Prices for this kits start around $100 for Ryobi and go up to about $250 for Dewalt. There's a ton of reviews on these combo kits, and all they basically say that Ryobi is heavier and not as good as the other more expensive brands, but is pretty good considering the price and the Dewalt is good but expensive.

Now you're probably wondering what's the difference between a drill and an impact driver. Yes, both spin and can do mostly the same thing. The impact driver also hammers as it spins so that the screw goes in to the hole better. Think of the drill as a spoon and the impact driver as a fork. The spoon can do about everything the fork can do, but people use a fork more because it is more specialized. (but drilling holes with an impact driver is difficult and requires specialized bits)

When I bought my drill, it came with a coupon for a free impact driver. Being a cheapskate, I took the impact driver even though I didn’t know what it was. A few months later, I used it and WOW, it instantly became my new favorite tool. Now I use my impact driver a lot more than I use my drill. Plus my impact driver is smaller and lighter than my drill.


----------



## jeffnc (Apr 1, 2011)

It is a little misleading to say that an impact driver hammers as it spins, because that sounds like a hammer drill.

A typical high-end driver/drill is a combination of 3 things - screw driver with clutch, drill, and hammer drill. You select which of those 3 you want with a switch.

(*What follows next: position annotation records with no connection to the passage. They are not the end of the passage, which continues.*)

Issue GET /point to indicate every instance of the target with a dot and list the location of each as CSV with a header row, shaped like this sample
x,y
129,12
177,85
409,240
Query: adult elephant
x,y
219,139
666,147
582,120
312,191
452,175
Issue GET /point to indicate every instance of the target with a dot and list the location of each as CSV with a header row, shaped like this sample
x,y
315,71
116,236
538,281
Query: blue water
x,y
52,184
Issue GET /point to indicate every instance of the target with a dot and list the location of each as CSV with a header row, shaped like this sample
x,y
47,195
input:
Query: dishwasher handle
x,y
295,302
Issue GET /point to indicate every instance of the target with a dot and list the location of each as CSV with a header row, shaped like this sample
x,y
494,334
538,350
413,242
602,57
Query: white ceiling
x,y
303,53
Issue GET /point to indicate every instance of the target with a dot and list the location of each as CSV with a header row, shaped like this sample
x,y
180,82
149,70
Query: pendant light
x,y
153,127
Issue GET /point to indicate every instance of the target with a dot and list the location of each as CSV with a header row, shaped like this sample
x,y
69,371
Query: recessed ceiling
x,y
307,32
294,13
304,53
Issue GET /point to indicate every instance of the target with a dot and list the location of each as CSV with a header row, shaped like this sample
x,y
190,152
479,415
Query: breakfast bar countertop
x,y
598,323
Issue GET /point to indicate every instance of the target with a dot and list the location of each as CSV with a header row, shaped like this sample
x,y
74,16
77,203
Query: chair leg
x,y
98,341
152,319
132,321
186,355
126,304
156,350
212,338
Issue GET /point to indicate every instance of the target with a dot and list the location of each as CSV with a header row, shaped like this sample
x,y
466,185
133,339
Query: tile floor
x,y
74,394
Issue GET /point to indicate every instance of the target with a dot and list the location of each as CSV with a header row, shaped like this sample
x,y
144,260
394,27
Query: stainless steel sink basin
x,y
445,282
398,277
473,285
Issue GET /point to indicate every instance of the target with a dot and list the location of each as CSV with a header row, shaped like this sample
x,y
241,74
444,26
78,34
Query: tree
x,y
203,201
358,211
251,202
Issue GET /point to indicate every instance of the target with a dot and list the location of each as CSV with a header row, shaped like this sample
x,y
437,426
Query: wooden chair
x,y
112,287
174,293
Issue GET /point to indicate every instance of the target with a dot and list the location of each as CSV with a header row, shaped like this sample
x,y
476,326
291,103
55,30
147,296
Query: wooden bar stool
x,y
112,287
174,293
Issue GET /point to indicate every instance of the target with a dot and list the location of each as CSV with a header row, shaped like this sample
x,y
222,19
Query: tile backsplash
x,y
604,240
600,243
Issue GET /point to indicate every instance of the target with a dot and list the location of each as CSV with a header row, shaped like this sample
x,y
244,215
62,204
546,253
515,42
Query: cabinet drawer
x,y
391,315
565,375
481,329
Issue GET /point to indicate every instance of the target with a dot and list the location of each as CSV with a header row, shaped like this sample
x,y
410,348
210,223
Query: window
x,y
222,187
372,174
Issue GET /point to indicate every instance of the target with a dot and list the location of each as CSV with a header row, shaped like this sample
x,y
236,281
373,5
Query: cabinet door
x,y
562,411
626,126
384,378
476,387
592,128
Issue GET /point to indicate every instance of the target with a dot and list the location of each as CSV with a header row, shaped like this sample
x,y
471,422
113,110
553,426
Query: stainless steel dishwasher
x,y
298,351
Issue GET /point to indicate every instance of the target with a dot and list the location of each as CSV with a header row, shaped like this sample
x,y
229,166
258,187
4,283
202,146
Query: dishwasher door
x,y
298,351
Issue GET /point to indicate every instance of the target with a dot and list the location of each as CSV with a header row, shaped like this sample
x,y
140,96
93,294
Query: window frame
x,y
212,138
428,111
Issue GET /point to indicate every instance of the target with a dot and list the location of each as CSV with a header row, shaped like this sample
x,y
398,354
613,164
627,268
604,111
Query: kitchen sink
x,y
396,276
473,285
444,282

A hammer drill hammers as it drills. A hammer motion means pounding into the material in the direction of the bit. You would use this setting when drilling into concrete or brick with a drill meant for hammering.

An impact driver is completely different. It would be completely useless with a hammer drill bit. The bit is impacted with a _rotational_ force to spin the bit with extra torque in little pulsating jolts. It has no clutch and would be a bad choice for many applications. It's great for jobs where you don't have to be precise, for example countersinking screws in framing, flooring, or decking. Their power is addicting, but not


----------